In this project we will implement NLTK Taggers for Slovene language.
For this tagger to work, you need Python 2.7 and NLTK.
Unitl this taggers are build into NLTK, you can download the taggers from folder slovene_taggers/ and use them in NLTK.
The example, which shows how to use Slovene taggers, is in file example.py
Slovenian explanation of tags is in jos1M/josMSD-canon-sl.tbl
Folders and files description
jos100k/ : Slovene corpus taken from JOS project with 100.000 tagged words.
jos1M/ : Slovene corpus taken from JOS project with million tagged words.
pos/jos1M.pos : this file is used as an input for trainer program from trainer/
slovene_taggers/ : the result of this project. Here are strored Slovene Taggers, which can be used in NLTK.

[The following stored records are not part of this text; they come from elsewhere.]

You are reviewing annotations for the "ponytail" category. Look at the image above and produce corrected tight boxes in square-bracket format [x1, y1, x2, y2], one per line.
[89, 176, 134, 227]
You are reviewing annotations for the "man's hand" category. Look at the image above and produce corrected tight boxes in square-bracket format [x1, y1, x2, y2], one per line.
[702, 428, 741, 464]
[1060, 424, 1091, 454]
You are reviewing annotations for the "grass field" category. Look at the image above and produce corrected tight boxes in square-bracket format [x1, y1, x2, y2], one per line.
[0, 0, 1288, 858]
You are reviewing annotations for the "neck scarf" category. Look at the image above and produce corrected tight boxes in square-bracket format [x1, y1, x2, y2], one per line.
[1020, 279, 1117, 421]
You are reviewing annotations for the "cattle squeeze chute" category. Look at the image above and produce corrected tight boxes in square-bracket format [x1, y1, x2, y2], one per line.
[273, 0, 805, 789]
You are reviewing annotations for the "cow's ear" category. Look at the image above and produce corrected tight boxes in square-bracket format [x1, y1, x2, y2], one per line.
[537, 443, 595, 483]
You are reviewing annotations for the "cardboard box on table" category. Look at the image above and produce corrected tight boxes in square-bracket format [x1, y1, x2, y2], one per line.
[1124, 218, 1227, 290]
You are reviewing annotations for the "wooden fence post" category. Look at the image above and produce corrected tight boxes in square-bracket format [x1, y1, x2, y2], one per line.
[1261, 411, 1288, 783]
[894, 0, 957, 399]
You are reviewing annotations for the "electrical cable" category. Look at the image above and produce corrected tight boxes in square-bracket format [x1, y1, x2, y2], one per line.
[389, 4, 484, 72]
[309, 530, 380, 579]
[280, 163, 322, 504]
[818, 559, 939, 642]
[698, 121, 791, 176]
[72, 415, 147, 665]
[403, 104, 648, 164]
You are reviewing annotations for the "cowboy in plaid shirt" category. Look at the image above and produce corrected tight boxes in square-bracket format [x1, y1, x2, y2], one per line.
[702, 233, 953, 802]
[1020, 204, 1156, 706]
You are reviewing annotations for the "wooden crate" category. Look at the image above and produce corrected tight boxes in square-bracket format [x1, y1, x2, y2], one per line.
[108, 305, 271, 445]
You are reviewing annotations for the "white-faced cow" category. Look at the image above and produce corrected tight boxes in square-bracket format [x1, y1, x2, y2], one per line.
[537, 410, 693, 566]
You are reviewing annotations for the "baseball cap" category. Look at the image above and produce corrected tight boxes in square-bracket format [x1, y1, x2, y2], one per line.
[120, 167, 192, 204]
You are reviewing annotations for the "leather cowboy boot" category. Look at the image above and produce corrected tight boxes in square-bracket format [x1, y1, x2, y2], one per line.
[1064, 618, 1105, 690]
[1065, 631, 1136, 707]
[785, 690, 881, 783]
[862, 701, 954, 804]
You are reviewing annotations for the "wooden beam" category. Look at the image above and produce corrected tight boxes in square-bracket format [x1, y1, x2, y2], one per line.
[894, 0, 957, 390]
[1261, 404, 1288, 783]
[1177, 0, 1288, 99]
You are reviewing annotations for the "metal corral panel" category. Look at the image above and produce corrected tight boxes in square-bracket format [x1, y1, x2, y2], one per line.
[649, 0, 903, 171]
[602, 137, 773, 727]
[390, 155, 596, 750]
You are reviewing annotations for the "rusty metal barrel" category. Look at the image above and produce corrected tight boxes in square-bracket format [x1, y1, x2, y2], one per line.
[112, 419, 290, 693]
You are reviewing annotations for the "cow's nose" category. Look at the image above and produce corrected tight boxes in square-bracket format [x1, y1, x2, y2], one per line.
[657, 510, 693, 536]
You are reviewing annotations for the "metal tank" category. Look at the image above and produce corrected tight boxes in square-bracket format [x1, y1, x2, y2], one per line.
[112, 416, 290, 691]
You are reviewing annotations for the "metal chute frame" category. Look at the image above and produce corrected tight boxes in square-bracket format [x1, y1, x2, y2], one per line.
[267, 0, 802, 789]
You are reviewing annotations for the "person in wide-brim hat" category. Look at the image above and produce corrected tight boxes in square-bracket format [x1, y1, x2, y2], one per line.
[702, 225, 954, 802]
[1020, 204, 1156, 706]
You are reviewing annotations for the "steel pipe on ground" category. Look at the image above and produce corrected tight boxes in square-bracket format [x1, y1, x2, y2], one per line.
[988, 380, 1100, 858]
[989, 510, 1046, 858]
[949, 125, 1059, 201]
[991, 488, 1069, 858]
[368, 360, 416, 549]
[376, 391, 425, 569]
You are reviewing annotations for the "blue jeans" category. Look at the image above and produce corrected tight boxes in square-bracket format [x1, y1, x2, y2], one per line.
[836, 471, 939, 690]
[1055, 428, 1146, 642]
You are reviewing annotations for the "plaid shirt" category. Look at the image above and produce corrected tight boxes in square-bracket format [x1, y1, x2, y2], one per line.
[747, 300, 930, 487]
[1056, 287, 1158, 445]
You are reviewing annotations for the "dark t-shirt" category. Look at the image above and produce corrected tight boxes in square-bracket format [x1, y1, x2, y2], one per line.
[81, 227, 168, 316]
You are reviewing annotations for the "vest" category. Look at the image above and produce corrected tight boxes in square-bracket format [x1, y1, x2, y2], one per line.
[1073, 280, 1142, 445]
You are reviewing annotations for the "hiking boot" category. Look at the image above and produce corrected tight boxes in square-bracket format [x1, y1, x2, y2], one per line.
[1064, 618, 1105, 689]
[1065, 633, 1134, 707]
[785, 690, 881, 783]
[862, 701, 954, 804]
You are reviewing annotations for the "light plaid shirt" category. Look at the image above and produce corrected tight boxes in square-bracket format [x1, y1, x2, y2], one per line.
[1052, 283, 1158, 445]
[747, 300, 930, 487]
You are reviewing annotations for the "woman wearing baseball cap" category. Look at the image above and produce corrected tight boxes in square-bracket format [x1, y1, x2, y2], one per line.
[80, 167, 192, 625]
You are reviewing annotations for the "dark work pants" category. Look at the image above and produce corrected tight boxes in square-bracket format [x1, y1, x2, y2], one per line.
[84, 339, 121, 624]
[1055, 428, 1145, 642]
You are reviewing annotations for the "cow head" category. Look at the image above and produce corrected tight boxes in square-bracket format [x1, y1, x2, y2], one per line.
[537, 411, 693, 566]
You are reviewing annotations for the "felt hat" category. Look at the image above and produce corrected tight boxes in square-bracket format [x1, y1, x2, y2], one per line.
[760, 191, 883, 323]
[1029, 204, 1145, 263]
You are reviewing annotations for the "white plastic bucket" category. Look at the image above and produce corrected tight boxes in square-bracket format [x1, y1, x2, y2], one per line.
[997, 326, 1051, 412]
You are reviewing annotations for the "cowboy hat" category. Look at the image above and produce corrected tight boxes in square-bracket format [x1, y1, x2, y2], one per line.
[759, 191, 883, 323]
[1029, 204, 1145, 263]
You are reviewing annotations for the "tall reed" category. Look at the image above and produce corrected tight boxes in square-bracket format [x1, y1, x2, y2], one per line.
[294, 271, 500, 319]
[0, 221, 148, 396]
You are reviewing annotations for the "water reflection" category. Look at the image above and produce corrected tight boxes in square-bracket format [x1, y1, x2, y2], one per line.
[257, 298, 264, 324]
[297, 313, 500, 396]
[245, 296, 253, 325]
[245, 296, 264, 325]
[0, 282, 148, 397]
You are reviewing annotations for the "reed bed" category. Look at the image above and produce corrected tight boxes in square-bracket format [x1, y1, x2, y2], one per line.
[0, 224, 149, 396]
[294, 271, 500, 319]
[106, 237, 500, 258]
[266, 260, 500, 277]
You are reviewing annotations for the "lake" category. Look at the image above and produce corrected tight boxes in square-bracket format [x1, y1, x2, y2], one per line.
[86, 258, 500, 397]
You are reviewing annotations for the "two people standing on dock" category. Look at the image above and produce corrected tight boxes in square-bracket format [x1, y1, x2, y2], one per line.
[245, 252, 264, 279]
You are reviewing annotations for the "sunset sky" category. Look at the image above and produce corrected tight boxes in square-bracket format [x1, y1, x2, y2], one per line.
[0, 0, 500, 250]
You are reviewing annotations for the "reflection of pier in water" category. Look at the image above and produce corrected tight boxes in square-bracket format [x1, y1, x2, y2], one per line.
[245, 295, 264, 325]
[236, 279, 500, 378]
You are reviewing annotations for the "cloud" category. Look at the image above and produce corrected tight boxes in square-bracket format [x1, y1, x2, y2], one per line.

trainer/ : the code forked from https://github.com/japerk/nltk-trainer. This trainer is used to train the taggers.
example.py : this example shows, how to use Slovene taggers in NLTK.
generateTaggers.sh : commands for generating the taggers. The generation uses data pos/jos1M.pos and program trainer/train_tagger.py.
evaluateTaggers.sh : commands for accuracy evaluation of the taggers.
transformJOS.py : the code for transforming all .xml corpuses from jos1M/ into pos/jos1M.pos.